Hours 2-3 (11:30am-1pm): Peak Tailgate
This is the hour where everything should be running at full capacity. The setup is complete, the food has gone through at least one round, the group is at its largest.
Key moves:
- Second round of food for late arrivals and anyone who wants more
- Trash bag in rotation — Labor Day tailgates that end with garbage everywhere started allowing it at noon
- Water and non-alcoholic options visible and accessible (someone is driving)
- Cornhole tournament bracket if the group wants one — start the bracket now so it wraps before kickoff
Kickoff (1pm or whenever it is)
For noon kickoffs, the tailgate converts at kickoff.
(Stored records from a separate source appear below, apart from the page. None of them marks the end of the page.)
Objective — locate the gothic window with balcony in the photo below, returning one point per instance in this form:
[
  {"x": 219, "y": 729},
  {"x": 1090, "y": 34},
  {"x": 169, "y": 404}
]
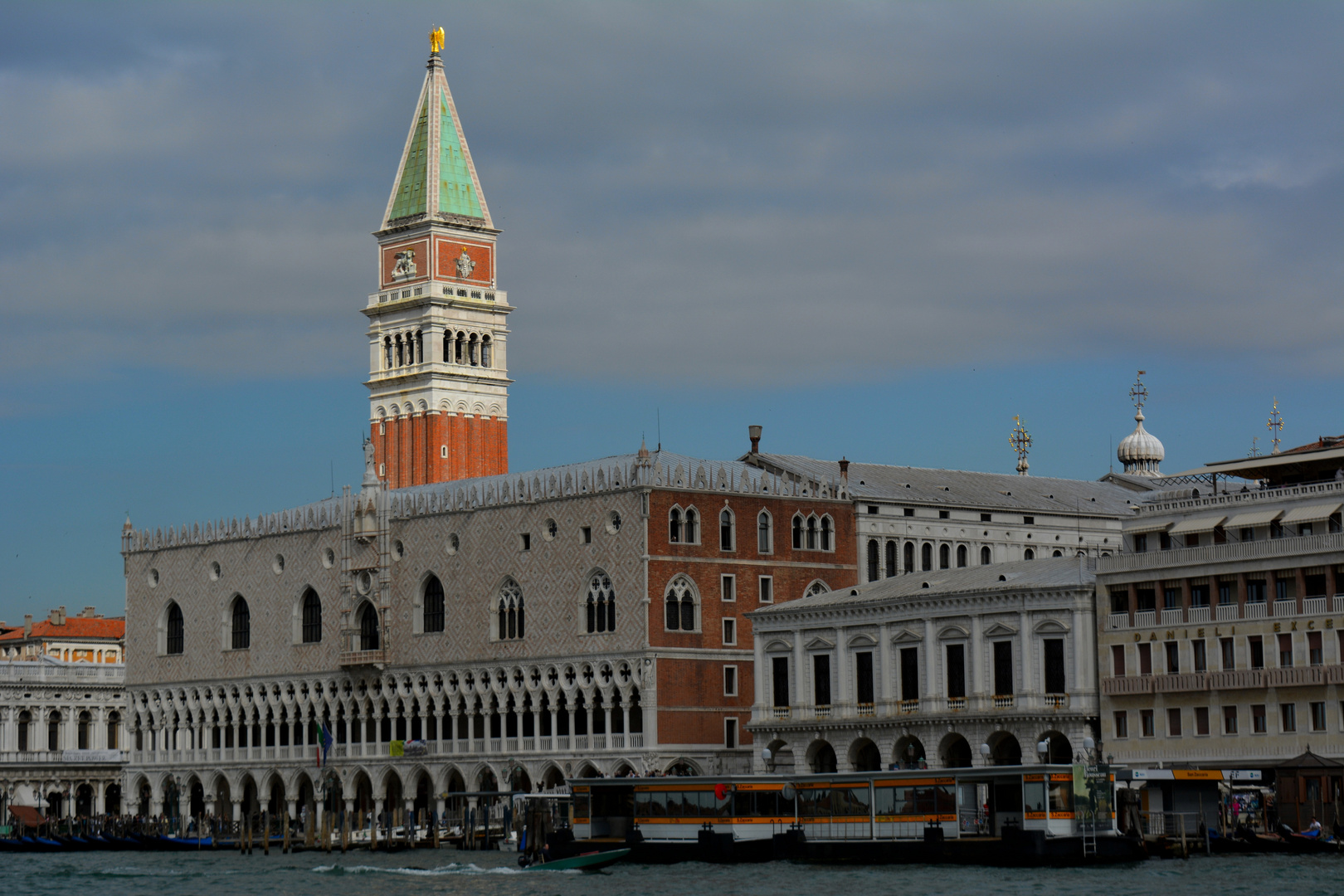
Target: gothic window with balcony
[
  {"x": 433, "y": 605},
  {"x": 601, "y": 603},
  {"x": 241, "y": 627},
  {"x": 511, "y": 611}
]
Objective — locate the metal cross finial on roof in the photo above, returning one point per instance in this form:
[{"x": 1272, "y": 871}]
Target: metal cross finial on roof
[
  {"x": 1020, "y": 442},
  {"x": 1137, "y": 394},
  {"x": 1276, "y": 426}
]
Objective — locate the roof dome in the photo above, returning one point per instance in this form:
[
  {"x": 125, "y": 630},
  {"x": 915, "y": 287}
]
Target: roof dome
[{"x": 1140, "y": 451}]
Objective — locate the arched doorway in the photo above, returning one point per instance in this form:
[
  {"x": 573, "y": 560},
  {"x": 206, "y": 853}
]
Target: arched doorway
[
  {"x": 1058, "y": 750},
  {"x": 864, "y": 755},
  {"x": 910, "y": 752},
  {"x": 1004, "y": 750},
  {"x": 84, "y": 801},
  {"x": 956, "y": 752},
  {"x": 823, "y": 761}
]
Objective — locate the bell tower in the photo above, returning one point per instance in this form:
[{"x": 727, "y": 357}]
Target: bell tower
[{"x": 437, "y": 325}]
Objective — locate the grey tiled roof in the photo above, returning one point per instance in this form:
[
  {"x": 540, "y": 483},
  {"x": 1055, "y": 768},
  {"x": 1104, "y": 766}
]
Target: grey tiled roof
[
  {"x": 964, "y": 488},
  {"x": 1055, "y": 572}
]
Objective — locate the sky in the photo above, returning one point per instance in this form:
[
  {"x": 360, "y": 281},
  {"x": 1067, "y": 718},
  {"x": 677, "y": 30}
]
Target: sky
[{"x": 878, "y": 230}]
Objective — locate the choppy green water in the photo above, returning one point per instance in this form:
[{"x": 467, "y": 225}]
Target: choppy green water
[{"x": 496, "y": 874}]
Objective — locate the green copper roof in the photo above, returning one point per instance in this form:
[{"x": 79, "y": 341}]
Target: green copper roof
[
  {"x": 410, "y": 188},
  {"x": 455, "y": 191}
]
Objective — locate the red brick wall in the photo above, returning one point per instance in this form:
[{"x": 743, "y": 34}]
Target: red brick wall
[
  {"x": 411, "y": 448},
  {"x": 687, "y": 688}
]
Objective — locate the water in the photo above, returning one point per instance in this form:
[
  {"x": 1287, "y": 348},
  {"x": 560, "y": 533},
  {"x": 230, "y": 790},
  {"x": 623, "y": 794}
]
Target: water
[{"x": 450, "y": 872}]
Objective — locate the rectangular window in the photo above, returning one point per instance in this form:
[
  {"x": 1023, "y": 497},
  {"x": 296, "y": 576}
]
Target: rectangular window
[
  {"x": 767, "y": 589},
  {"x": 910, "y": 674},
  {"x": 863, "y": 677},
  {"x": 821, "y": 680},
  {"x": 780, "y": 680},
  {"x": 1172, "y": 657},
  {"x": 956, "y": 670},
  {"x": 1055, "y": 679},
  {"x": 1003, "y": 668}
]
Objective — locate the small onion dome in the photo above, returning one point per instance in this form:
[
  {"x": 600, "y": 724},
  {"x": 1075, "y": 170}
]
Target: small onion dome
[{"x": 1140, "y": 451}]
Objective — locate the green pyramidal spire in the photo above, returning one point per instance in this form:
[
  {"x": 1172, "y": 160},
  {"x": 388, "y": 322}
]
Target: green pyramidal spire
[{"x": 437, "y": 179}]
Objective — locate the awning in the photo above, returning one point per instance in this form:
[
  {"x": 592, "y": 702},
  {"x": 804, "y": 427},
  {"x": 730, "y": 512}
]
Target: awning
[
  {"x": 1313, "y": 512},
  {"x": 1198, "y": 524},
  {"x": 1252, "y": 518},
  {"x": 27, "y": 816}
]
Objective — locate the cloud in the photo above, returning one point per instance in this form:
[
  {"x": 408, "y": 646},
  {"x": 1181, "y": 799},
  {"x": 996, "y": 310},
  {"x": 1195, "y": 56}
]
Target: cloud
[{"x": 693, "y": 193}]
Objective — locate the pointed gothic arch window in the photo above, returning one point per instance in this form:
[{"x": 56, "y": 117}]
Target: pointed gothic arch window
[
  {"x": 726, "y": 529},
  {"x": 433, "y": 605},
  {"x": 368, "y": 638},
  {"x": 511, "y": 613},
  {"x": 241, "y": 625},
  {"x": 175, "y": 631},
  {"x": 680, "y": 605},
  {"x": 312, "y": 617},
  {"x": 601, "y": 603}
]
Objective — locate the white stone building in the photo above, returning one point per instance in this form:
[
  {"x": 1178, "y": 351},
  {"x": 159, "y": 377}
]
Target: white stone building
[{"x": 951, "y": 668}]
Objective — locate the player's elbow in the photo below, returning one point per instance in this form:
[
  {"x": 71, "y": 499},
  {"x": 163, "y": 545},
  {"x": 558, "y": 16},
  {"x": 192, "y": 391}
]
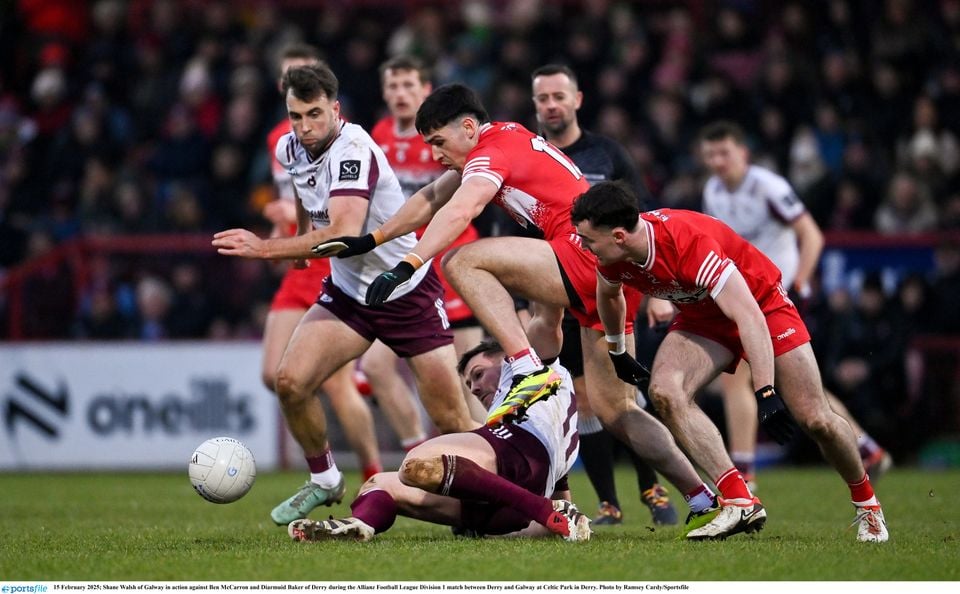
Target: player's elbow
[{"x": 422, "y": 473}]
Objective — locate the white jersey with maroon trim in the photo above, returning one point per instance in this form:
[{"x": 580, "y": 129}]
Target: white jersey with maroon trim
[
  {"x": 553, "y": 422},
  {"x": 761, "y": 210},
  {"x": 411, "y": 157},
  {"x": 281, "y": 179},
  {"x": 690, "y": 259},
  {"x": 353, "y": 165},
  {"x": 537, "y": 182}
]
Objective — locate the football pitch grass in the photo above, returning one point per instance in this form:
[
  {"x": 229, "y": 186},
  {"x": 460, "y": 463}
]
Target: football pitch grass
[{"x": 139, "y": 526}]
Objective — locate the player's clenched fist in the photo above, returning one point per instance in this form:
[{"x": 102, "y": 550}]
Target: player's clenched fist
[{"x": 238, "y": 242}]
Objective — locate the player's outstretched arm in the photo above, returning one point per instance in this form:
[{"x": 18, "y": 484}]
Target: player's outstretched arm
[
  {"x": 347, "y": 214},
  {"x": 612, "y": 308},
  {"x": 736, "y": 302},
  {"x": 415, "y": 213}
]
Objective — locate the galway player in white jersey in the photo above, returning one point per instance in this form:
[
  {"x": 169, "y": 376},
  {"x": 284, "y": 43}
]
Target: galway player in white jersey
[
  {"x": 493, "y": 480},
  {"x": 732, "y": 306},
  {"x": 763, "y": 209},
  {"x": 507, "y": 165},
  {"x": 343, "y": 185}
]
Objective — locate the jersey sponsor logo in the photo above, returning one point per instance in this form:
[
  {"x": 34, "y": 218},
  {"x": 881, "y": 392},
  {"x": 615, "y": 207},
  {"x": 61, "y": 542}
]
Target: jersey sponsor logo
[
  {"x": 350, "y": 170},
  {"x": 321, "y": 217},
  {"x": 786, "y": 333}
]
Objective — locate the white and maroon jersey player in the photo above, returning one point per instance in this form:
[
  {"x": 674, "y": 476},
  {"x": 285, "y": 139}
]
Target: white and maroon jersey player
[
  {"x": 281, "y": 178},
  {"x": 537, "y": 182},
  {"x": 761, "y": 210},
  {"x": 690, "y": 259},
  {"x": 553, "y": 422},
  {"x": 410, "y": 157},
  {"x": 353, "y": 165}
]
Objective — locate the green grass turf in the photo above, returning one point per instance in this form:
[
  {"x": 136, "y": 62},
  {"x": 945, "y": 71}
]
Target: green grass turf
[{"x": 154, "y": 527}]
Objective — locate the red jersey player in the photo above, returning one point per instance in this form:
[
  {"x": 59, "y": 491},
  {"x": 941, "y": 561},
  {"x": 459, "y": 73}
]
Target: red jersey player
[
  {"x": 731, "y": 305},
  {"x": 405, "y": 83},
  {"x": 536, "y": 183}
]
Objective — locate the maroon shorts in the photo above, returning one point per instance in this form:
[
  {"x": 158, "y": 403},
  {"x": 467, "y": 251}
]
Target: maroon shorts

Some groups move into the stadium; some maintain the lot setup and watch on phones/tablets; some do both in rotation.
For Monday night games (the traditional Labor Day NFL game is Monday evening), the tailgate structure above shifts: start time moves to 2pm, peak is 5-7pm, grill winds down by 7, stadium entry or wherever you're watching by kickoff.
The Cleanup Protocol
The rule that matters: The person who sets up owns the cleanup. If that's you, budget 30-45 minutes after the tailgate ends. Do not leave until the space looks better than you found it.
The practical order: food cleanup and trash first (bags sealed), grill cleaned while still warm, tables folded, chairs stacked, cooler emptied and left open to dry, canopy folded last.
The group that gets a reputation for leaving a clean lot is the group that gets the good spot again next season.
The Labor Day tailgate sets the tone for the season. Run it with intention. The season that starts correctly tends to stay that way.